This chapter describes a number of methods for measurement of blood flow, nearly all tried in newborns because they had worked in adults. Most often they have been applied to the brain, with good-quality flow imaging achieved. None of the methods has really been established as a reference, but the “consensus” is that the normal global cerebral blood flow in healthy term newborn infants during the postnatal period is approximately 20 mL/100 g/min and, in preterm infants, somewhat lower (i.e., less than half of the values in adults). To be used for acute clinical care in newborns, a method must be precise to within ±10% and able to detect normal autoregulation and normal reactivity to partial pressure of carbon dioxide and must furthermore be feasible and safe in the intensive care unit. It must also be possible to relate the values to an ischemic threshold and to continuously monitor the changes. Unfortunately, no method so far has lived up to these requirements. Therefore monitoring of tissue oxygenation has been explored as a surrogate.
Keywords133Xenon clearance, arterial spin labeling, blood flow, diffuse correlation spectroscopy, Doppler, infant, MR-phase contrast, near-infrared spectroscopy, positron emission tomography, single photon emission tomography
Almost all methods for measuring cerebral blood flow (CBF) have been applied to newborn infants.
The normal global CBF in healthy newborn infants is likely to be only approximately 20 mL/100 g/min.

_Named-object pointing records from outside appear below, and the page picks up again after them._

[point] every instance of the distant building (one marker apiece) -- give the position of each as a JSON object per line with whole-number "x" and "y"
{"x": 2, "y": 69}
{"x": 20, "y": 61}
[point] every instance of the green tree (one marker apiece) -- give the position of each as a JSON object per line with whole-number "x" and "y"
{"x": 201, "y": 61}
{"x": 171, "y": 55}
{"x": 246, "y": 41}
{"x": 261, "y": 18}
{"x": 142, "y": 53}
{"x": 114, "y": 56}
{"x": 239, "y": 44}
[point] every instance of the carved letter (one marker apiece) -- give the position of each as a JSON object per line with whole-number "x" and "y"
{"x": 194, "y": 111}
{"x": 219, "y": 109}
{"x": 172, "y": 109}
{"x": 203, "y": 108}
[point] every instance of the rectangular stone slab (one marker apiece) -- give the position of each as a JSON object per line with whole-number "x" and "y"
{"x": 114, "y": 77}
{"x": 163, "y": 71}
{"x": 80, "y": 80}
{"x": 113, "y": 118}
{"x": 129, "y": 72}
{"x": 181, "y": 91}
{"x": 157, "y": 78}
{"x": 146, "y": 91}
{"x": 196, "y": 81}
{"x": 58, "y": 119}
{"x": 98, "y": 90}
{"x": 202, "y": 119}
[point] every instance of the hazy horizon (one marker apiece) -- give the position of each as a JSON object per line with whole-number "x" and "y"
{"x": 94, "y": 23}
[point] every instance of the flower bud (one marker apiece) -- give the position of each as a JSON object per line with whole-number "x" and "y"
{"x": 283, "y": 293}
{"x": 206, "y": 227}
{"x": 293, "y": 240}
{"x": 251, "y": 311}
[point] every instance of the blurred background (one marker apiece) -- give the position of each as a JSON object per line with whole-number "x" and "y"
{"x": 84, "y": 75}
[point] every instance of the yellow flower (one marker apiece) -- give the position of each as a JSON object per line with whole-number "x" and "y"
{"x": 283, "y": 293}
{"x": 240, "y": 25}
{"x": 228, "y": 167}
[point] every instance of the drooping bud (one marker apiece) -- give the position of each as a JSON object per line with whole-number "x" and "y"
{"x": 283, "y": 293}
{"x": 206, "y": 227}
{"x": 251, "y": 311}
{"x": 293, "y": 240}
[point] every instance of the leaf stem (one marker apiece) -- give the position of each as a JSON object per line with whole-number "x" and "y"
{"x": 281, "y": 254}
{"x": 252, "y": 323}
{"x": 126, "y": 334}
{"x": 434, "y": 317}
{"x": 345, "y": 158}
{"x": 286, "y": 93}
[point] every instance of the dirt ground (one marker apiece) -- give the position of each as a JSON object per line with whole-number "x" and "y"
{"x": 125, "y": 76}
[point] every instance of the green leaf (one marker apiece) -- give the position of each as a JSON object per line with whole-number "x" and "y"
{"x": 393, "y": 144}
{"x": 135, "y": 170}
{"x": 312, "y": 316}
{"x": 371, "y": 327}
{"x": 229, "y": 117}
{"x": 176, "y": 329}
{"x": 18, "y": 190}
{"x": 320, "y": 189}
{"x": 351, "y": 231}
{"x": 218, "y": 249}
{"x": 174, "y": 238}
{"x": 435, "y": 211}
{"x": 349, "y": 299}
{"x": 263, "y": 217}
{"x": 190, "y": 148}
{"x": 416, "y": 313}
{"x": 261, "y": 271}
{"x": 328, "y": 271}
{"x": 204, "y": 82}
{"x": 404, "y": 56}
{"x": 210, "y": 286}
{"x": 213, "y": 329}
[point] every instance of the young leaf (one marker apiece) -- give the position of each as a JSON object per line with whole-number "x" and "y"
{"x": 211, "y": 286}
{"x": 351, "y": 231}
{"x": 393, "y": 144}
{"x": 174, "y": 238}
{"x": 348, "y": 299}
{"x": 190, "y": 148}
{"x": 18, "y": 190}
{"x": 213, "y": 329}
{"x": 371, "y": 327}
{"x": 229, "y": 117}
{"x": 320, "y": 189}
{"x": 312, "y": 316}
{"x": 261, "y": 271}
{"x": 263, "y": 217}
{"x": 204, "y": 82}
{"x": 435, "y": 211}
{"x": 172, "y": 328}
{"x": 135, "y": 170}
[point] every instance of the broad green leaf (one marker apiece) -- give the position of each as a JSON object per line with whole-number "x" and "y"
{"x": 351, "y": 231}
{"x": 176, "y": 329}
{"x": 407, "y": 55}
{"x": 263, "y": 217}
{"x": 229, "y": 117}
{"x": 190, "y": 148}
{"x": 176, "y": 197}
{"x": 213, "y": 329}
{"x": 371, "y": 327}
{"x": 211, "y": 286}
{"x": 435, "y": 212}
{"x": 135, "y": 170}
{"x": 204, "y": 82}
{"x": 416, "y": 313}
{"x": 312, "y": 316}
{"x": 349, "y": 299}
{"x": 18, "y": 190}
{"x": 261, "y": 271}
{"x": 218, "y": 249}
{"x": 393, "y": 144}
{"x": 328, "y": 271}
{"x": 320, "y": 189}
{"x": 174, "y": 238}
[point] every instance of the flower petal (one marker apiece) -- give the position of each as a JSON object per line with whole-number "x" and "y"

Flow imaging with magnetic resonance imaging (and positron emission tomography) yields expected patterns with high flow to the brainstem, midbrain, cerebellum, and central gray matter and intermediate flows to cortex.
Monitoring of cerebral oxygenation may serve as a surrogate for CBF, but its clinical value is still undetermined.
This chapter describes the methods available to assess organ blood flow in the neonate and discusses their strengths, weaknesses, and sources of errors. Most detail is given on Doppler ultrasound and diffuse optical methods with near-infrared (NIR) light because these are the most practical methods. The focus is on the measurement of blood flow to the brain (cerebral blood flow [CBF]) because this is where almost all the experience is. A brief section at the end addresses the experience with assessment of blood flow to other organs.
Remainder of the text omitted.